Pennsylvania Pastors Network Warns of Gambling Effects, as Community Holds Hearing on Casino

The Pennsylvania community of Morgantown will hold a March 4 hearing to discuss the application of a “mini casino” in Morgantown, the Reading Eagle reports.

But the Pennsylvania Pastors Network says a casino doesn’t belong in the rural and religious heritage of the Morgantown area, which is a gateway to Amish-dominated Lancaster County, and the conservative western Chester and Southern Berks counties.

“A gambling casino located in Morgantown, Pennsylvania, is about as incongruous as a Planned Parenthood office in the basement of a church or a physician intentionally injecting a healthy patient with tuberculosis,” said PPN President Sam Rohrer, who also serves as president of the American Pastors Network. “These deep cultural values reflected in the work ethic, historic moral standards, committed family life and neighbor-helping-neighbor lifestyles of our community stand in sharp contrast to the nature and results of gambling and the destructive addictions resulting from gambling, as well as the associated by-products of increased alcohol consumption and the frequent degenerating impacts on family life.”

The local culture is now at risk because of the decision of the Caernarvon Township Supervisors to “open the door” to a gambling facility, Rohrer added.

“What would compel the supervisors to encourage such a risk is a clearly unanswered question,” he said. “Why would the supervisors consider the unique nature of this community and the culture of the people who voted for them to be of such little value? Short of promising some elusive tax revenues to citizens of the township, what value to the community do the supervisors offer in exchange for a casino? What cultural value does a major gambling casino contribute to our community? What upstanding values of character, integrity or work ethic does gambling in any form offer to our children? Our families? What upstanding and personally strengthening moral attributes can a gambling facility ever offer a community, and specifically our generally God-fearing culture? There are none.”

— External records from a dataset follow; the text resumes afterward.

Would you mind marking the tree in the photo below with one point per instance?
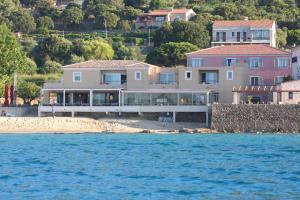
(72, 16)
(13, 59)
(228, 10)
(136, 3)
(110, 19)
(30, 3)
(76, 59)
(124, 26)
(182, 31)
(23, 21)
(28, 91)
(281, 39)
(130, 13)
(7, 7)
(44, 7)
(32, 68)
(55, 48)
(97, 49)
(170, 54)
(45, 22)
(51, 67)
(293, 37)
(158, 4)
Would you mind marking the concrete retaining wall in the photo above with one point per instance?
(256, 118)
(20, 111)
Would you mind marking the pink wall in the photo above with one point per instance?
(268, 72)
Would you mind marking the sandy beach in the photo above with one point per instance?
(87, 125)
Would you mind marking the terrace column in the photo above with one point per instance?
(174, 117)
(207, 98)
(206, 118)
(71, 98)
(119, 98)
(64, 98)
(91, 98)
(275, 98)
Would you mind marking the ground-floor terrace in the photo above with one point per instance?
(264, 95)
(165, 105)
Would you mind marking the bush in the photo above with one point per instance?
(28, 91)
(45, 22)
(51, 67)
(39, 79)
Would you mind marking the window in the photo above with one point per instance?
(197, 62)
(76, 76)
(223, 39)
(282, 62)
(290, 95)
(166, 78)
(137, 76)
(244, 36)
(295, 59)
(229, 75)
(238, 36)
(114, 78)
(159, 19)
(218, 37)
(230, 62)
(255, 62)
(209, 77)
(188, 75)
(279, 79)
(255, 80)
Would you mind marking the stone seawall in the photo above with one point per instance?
(256, 118)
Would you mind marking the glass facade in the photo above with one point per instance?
(105, 99)
(164, 99)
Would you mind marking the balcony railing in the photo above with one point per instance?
(261, 38)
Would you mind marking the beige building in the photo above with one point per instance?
(296, 62)
(123, 86)
(157, 18)
(287, 93)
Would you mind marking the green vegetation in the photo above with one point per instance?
(28, 91)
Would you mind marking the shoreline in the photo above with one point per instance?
(67, 125)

The Pennsylvania Gaming Control Board will hold the public hearing at 4 p.m. Monday, March 4, at the Caernarvon Township municipal building’s social hall at 3307 Main Street. The aim will be to collect testimony on the Category 4 casino application submitted by Penn National Gaming Inc. Rohrer, a former Pennsylvania State Representative for the 128th District, plans to be present and testify.

The Wyomissing, Pa.-based Penn National filed an application in October to build Hollywood Casino Morgantown, an 81,425-square-foot mini-casino, on 36 acres near the Pennsylvania Turnpike, Interstate 176 and Route 10.

According to the Reading Eagle, the proposed mini-casino would feature 750 slot machines and 30 tables games, plus room for 10 more table games—the allowable limit Category 4 casinos, which were approved by the Pennsylvania General Assembly in 2017.

Those wishing to testify at the hearing must register by noon March 1 at www.gamingcontrolboard.pa.gov and click the “Penn National Casino Berks Public Input Hearing” link under the QuickLinks section of the homepage.

Those who cannot attend and wish to submit written comments can do so via the same web link, by e-mail to boardclerk@pa.gov, or by fax to 717-265-7416. Mailed comments must be postmarked by March 1 and mailed to PA Gaming Control Board, P.O. Box 69060, Harrisburg PA 17106.

A separate public hearing will be held in Harrisburg at a date to be announced.